C- Yasa'nın 10. ve 14. Maddelerinin İkinci Fıkralarının
İncelenmesi
Dava
dilekçesinde 10. madde ile insan sağlığı üzerinde zararlı bir etkinin olması
ihtimalinin belirmesi ve bilimsel belirsizliklerin sürmesi gibi özel durumlarda
uygulanacağı belirtilen ihtiyati tedbirlerle ilgili usul ve esasların
yönetmeliğe bırakıldığı, 14. madde ile de hangi hâllerin acil durum sayılacağı
ve bu durumlarda alınacağı açıklanan gerekli tedbirlerin neler olduğuna ilişkin
hiçbir düzenlemenin yapılmadığı gerekçesiyle Anayasa'nın 2., 6., 7., 8., 11. ve
38. maddelerine aykırı olduğu ileri sürülmüştür.
5179
sayılı Yasa'nın "İhtiyati tedbirler" başlıklı 10. maddesinin ilk
fıkrasında, insan sağlığı üzerinde zararlı bir etkinin olması ihtimalinin
belirmesi ve bilimsel belirsizliklerin sürmesi gibi özel durumlarda, kapsamlı
bir risk değerlendirmesine imkân sağlayacak ileri düzeyde bilimsel veriler elde
edilinceye kadar, geçici risk yönetimi tedbirlerine başvurulabileceği hüküm
altına alınmış, dava konusu ikinci fıkrasında ise, ihtiyati tedbirlerle
ilgili usul ve esasların yönetmelikle belirleneceği öngörülmüştür.
Yasa'nın
"Acil durumlar" başlıklı 14. maddesinin birinci fıkrasında, üretilen
veya ithal edilen gıda maddesinin, zararlı olabileceği ihtimalinin belirmesi
durumunda, söz konusu gıda maddesinin pazara sunumu, kullanımı ve ithalatına
ilişkin gerekli tedbirlerin alınacağı kuralı yer almakta, iptali istenilen
ikinci fıkrada ise, acil durumlarla ilgili usul ve esasların yönetmelikle
belirleneceği hükme bağlanmıştır.
Yasa'nın
9. maddesinin dördüncü fıkrasına ilişkin gerekçeler bu kurallar için de
geçerlidir. Bu nedenle iptal isteminin reddi gerekir.
Fulya
KANTARCIOĞLU, Şevket APALAK ve Zehra Ayla PERKTAŞ bu görüşe katılmamışlardır.
Kuralların
Anayasa'nın 2., 6., 11. ve 38. maddeleriyle ilgisi görülmemiştir.
D-
Yasa'nın 23. Maddesinin Dördüncü Fıkrasının İkinci Tümcesinin İncelenmesi
Dava dilekçesinde, gıda kontrol ve denetim hizmetlerini yapacak
olanların seçiminde dikkate alınacak en önemli kıstasın "nitelikleri"

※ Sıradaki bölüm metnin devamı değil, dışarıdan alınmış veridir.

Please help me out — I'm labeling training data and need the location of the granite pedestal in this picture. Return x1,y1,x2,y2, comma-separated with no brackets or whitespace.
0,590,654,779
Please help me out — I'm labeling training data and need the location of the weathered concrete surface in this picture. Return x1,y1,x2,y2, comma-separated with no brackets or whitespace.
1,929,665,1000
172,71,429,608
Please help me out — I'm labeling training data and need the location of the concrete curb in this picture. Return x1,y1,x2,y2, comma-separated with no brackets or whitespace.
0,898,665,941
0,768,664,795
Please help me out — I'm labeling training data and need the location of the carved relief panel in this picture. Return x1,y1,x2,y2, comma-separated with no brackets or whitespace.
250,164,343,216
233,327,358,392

olacağı, nitelikten soyutlanamayacak bir seçime ilişkin usul ve esasların kanunla
düzenlenmeyerek yönetmeliğe bırakılması nedeniyle kuralın Anayasa'nın 2., 6.,
7., 8.,11. ve 128. maddelerine aykırı olduğu ileri sürülmüştür.

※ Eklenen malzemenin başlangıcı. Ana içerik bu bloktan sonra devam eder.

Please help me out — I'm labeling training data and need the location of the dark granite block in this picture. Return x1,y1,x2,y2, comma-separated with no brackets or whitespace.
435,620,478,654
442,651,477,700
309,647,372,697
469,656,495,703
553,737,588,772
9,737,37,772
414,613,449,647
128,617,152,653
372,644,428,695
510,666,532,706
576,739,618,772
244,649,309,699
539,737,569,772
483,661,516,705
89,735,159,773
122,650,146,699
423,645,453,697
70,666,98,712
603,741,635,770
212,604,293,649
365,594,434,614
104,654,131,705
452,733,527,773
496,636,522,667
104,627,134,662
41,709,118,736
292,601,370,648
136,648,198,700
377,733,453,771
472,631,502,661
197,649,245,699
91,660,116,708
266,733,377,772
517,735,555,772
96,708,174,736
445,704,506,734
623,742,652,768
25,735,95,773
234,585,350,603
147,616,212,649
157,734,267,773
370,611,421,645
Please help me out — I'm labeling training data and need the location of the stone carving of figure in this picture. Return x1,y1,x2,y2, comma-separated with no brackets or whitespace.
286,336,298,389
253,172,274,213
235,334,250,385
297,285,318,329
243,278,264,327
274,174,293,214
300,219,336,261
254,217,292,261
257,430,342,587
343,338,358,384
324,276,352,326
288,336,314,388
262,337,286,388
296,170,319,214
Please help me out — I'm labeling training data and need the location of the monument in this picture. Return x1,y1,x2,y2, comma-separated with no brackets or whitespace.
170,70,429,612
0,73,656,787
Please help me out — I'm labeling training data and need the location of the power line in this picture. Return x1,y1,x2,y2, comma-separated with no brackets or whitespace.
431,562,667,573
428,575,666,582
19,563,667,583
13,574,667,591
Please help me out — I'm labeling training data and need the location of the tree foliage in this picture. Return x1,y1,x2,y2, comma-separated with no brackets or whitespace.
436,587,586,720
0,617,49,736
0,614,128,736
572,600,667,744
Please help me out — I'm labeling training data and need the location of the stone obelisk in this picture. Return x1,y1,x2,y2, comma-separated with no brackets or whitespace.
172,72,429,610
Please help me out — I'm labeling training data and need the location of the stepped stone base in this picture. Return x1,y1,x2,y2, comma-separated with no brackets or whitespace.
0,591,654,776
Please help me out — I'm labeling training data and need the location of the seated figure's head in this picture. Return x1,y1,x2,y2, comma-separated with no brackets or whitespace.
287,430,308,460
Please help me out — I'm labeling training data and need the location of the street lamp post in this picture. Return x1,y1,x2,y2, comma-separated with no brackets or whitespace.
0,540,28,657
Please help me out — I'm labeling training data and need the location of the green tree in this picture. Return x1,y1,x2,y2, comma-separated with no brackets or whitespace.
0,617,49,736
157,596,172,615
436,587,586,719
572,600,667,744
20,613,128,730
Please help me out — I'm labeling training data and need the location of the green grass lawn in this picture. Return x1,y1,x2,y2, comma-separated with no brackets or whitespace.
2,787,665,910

Maddenin son fıkrasının iptali istenilen ikinci tümcesi, "Bu Kanun
kapsamındaki gıda kontrol ve denetim hizmetlerini yapacak olanların seçimi ve
yetiştirilmesine ilişkin usul ve esaslar yönetmelikle belirlenir" şeklinde
düzenlenmiştir.
Anayasa'nın
128. maddesinde, "Devletin, kamu iktisadî teşebbüsleri ve diğer kamu
tüzelkişilerinin genel idare esaslarına göre yürütmekle yükümlü oldukları kamu
hizmetlerinin gerektirdiği aslî ve sürekli görevler, memurlar ve diğer kamu
görevlileri eliyle görülür.
Memurların ve diğer kamu görevlilerinin nitelikleri, atanmaları,
görev ve yetkileri, hakları ve yükümlülükleri, aylık ve ödenekleri ve diğer
özlük işleri kanunla düzenlenir.
Üst kademe yöneticilerinin yetiştirilme usul ve esasları, kanunla
özel olarak düzenlenir." denilmektedir.
İptali istenen tümcede yer alan gıda kontrol ve denetim
hizmetlerini yapacak personelin 5179 sayılı Yasa gereğince
yapacakları denetimlerin, Devletin, genel idare esaslarına göre yürütmekle
yükümlü olduğu kamu hizmetlerinin gerektirdiği asli ve sürekli görevlerden
olması nedeniyle ancak memurlar ve diğer kamu görevlileri eliyle yerine getirileceği
ve denetim elemanlarının da bu kapsamda bulunduğu açıktır. Kaldı ki maddenin
üçüncü fıkrasında gıda kontrol ve denetim hizmetinin, 657 sayılı Devlet
Memurları Kanunu'na tabi en az lisans düzeyinde eğitim almış personel
tarafından yapılacağı belirtilmektedir.
Bu durumda, 5179 sayılı Yasa'nın 23. maddesinin dördüncü
fıkrasının ikinci tümcesinde yer alan kontrol ve denetim hizmetini yapacak personelin,
hangi alanlardaki lisans mezunlarından olacakları, nitelikleri, seçilme
usulleri, tabi olacakları sınavlar, yeterliliklerinin belirlenmesini içeren
seçim ve yetiştirilmelerine ilişkin usul ve esasların yasayla düzenlenmesi
gerekirken yönetmelikle belirlenmesi, Anayasa'nın 128. maddesinin ikinci
fıkrasına aykırıdır. Kuralın iptali gerekir.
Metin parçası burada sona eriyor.